“weaves all these stories and characters into a tapestry of believability that is well-crafted, suspenseful, and satisfying.”
Lauren Rico’s Familia tells the complex story of two sisters who discover each other through a DNA test and the solving of a 20-year-old mystery that spans two countries, two families, many colorful characters, and an intricately orchestrated ending.
A baby goes missing from her pram one night in San Juan, Puerto Rico, when her single, alcoholic father strays too close to a bar and is offered a beer.

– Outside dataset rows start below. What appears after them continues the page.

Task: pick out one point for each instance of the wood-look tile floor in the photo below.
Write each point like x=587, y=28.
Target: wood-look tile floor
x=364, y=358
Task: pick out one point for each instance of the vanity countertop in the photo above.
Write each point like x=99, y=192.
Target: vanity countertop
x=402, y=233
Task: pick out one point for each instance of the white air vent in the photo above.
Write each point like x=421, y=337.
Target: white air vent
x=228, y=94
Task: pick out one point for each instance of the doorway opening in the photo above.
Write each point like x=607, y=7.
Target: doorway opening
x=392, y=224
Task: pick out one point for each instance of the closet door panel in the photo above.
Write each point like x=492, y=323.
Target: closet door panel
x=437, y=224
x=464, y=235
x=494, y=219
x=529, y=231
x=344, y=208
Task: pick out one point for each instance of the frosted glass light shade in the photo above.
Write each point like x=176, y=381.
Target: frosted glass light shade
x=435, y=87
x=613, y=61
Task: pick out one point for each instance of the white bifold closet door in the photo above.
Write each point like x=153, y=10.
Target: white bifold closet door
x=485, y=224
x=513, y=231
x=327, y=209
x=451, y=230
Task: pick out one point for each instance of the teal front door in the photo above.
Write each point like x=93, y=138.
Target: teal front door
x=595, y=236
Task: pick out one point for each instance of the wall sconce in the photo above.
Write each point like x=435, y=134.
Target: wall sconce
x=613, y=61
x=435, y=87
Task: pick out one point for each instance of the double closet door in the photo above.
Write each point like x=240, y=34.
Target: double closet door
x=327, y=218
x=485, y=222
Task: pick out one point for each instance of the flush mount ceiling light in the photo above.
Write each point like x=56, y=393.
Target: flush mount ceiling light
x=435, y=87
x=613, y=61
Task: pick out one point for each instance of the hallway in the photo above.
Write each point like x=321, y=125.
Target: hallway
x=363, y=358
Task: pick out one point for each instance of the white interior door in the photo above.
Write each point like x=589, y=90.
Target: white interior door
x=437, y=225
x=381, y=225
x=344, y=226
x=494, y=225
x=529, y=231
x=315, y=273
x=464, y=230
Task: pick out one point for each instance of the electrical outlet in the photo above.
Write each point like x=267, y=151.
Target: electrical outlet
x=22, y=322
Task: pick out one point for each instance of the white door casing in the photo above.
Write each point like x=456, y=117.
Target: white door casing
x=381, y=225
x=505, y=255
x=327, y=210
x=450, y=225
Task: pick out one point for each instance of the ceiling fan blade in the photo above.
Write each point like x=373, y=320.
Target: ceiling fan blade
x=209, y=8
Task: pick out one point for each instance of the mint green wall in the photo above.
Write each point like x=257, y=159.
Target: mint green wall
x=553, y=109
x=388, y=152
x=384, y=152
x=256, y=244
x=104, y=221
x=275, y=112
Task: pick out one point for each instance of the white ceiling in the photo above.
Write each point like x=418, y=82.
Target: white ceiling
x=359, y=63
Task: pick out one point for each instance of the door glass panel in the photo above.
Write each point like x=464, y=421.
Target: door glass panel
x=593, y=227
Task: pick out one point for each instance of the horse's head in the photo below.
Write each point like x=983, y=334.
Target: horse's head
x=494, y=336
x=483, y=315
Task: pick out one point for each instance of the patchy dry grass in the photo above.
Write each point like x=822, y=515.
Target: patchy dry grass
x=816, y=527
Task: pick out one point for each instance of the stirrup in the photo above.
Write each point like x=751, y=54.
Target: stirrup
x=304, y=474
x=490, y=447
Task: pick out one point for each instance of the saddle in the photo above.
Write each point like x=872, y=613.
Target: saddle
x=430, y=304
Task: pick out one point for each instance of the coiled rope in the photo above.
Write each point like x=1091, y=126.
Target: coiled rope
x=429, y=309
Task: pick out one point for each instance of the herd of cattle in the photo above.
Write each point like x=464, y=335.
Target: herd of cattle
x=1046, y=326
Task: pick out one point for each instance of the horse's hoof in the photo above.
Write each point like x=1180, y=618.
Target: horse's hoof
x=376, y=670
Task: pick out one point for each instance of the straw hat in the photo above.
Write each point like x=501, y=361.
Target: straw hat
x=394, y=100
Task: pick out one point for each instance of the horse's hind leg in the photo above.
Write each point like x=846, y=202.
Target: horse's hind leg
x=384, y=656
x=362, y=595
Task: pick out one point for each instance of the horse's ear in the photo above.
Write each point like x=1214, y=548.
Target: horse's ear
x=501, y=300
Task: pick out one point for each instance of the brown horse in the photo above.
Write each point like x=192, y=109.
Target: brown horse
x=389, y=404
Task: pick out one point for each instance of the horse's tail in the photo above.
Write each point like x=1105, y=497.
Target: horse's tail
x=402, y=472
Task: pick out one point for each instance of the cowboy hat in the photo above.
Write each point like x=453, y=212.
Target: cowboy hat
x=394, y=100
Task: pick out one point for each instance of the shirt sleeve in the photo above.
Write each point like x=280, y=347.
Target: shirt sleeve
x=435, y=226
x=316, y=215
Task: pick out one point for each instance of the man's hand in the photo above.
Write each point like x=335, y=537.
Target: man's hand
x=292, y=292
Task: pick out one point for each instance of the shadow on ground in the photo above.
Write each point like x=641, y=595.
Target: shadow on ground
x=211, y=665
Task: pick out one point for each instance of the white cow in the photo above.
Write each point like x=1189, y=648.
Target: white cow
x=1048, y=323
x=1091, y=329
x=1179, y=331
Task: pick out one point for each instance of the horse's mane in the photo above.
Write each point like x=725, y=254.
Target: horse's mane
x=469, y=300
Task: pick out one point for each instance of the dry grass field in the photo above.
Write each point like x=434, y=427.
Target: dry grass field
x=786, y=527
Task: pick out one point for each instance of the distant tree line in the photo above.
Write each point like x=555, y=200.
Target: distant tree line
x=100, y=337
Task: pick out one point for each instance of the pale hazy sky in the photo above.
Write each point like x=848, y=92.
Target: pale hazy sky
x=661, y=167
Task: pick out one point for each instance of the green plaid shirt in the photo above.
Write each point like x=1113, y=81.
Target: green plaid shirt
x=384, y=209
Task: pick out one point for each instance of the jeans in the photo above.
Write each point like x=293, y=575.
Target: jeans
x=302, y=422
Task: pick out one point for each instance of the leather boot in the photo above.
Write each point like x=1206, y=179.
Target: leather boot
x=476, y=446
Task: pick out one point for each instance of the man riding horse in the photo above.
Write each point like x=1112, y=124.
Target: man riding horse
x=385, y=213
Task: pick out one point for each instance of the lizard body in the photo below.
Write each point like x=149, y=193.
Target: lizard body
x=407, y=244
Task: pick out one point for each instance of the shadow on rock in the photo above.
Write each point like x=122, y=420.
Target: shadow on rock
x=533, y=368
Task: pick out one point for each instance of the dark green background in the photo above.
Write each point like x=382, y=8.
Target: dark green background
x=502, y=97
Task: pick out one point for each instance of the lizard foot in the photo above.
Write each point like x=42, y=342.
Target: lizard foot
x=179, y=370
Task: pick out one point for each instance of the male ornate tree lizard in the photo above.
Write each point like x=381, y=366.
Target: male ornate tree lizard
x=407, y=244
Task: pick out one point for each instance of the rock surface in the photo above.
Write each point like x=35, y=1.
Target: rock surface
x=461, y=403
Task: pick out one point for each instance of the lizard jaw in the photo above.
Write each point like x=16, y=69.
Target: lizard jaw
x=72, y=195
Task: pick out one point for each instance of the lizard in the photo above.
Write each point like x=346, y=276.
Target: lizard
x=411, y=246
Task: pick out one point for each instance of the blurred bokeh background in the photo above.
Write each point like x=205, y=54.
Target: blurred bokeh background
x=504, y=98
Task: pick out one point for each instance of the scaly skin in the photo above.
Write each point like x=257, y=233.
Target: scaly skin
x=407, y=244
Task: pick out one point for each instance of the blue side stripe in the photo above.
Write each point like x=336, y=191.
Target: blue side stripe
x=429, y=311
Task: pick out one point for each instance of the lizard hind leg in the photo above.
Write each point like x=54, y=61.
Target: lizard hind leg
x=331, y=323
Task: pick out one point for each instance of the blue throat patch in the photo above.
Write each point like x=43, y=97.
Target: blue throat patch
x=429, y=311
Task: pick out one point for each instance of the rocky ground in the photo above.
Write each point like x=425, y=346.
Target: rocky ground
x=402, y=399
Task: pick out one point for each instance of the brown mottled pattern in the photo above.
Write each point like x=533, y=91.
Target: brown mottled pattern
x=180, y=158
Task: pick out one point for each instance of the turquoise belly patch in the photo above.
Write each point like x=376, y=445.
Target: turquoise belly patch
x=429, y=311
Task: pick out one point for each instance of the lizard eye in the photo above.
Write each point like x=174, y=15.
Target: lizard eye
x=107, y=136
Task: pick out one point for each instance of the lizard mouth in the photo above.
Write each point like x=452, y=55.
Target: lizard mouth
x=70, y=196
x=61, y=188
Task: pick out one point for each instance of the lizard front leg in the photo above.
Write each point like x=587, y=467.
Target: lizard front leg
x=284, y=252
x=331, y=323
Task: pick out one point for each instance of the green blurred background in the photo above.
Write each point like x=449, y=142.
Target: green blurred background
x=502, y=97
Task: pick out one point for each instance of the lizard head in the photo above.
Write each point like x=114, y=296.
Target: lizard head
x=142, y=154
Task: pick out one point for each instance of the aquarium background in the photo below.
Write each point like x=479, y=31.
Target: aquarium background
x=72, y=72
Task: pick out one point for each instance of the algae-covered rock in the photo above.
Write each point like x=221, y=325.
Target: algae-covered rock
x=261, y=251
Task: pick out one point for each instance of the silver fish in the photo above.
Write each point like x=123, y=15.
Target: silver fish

In New York, a generation later, a young journalist, Gabby Di Marco, working as a fact checker for a New York magazine submits her DNA for an article exploring the possibilities, and potential calamities when gene-testing makes mistakes. Her test returns a match—a sister who shares 50% of her DNA—and this sister lives in Puerto Rico. The unbelievable test results upend Gabby’s sense of self, the history of her small family, and her relationship with her loving parents, introducing more questions than she’s willing to even consider. Although seriously skeptical of the test results, Gabby agrees to meet the woman (Isabella Ruiz) in Puerto Rico and continue fact checking for the article.
The narrative alternates between these two protagonists, with chapters simply titled “Isabella” or “Gabby” and further down on the page “Today” or “That Day.” Other characters involved in the dramatic, mysterious event of “That Day,” (when baby Marianna disappeared from the stroller) are also featured in chapters with their name at the head of the chapter and the same time-reference “Today” or “That Day.” The organization of the multiple-POV story via these chapters does the heavy lifting of sorting out the complexities of the well-constructed plot.
Throughout the story, in spite of Gabby’s denouncements, almost everyone else is convinced that she is indeed Isabella’s sister, but Gabby herself will not be satisfied unless both she and Isabella re-submit their DNA and wait for the results, locally. This narrative device is a great opportunity for Gabby to snoop and question, for Isabella to pester and convince—in short, for the novel to carry on with Gabby remaining in Puerto Rico as the sisters get to know each other and as some of the events of “That Day” are teased out.
As a reporter, Gabby follows up on many of the unanswered questions still hanging after 20 years and the plot follows her questions and the characters who were pivotal in the events of “That Day,” including her drunken father, Alberto. The premise is compulsively addictive. Here and there are chapters of back story, each one putting a piece of the puzzle of the event into place. A local thug with a reputation for violence is observed against a story told by a Catholic nun and other religious characters in this deeply Christian country, Puerto Rico.
Both Gabby and Isabella are revealed as complex, interesting persons in their own right— against the backdrop of their lives, their potential connection as sisters and the questions that refuse to be swept away. As the mystery of the night baby Marianna disappeared is unraveled, thread by thread, as each character involved returns to the scene of the crime—via newspaper articles, the secret testimony of witnesses, memories, secrets, a pink sock—the story concludes. The only source not tapped is Gabby’s parents, conveniently dead and gone when the novel opens.
Still, Familia holds up: the author weaves all these stories and characters into a tapestry of believability that is well-crafted, suspenseful, and satisfying.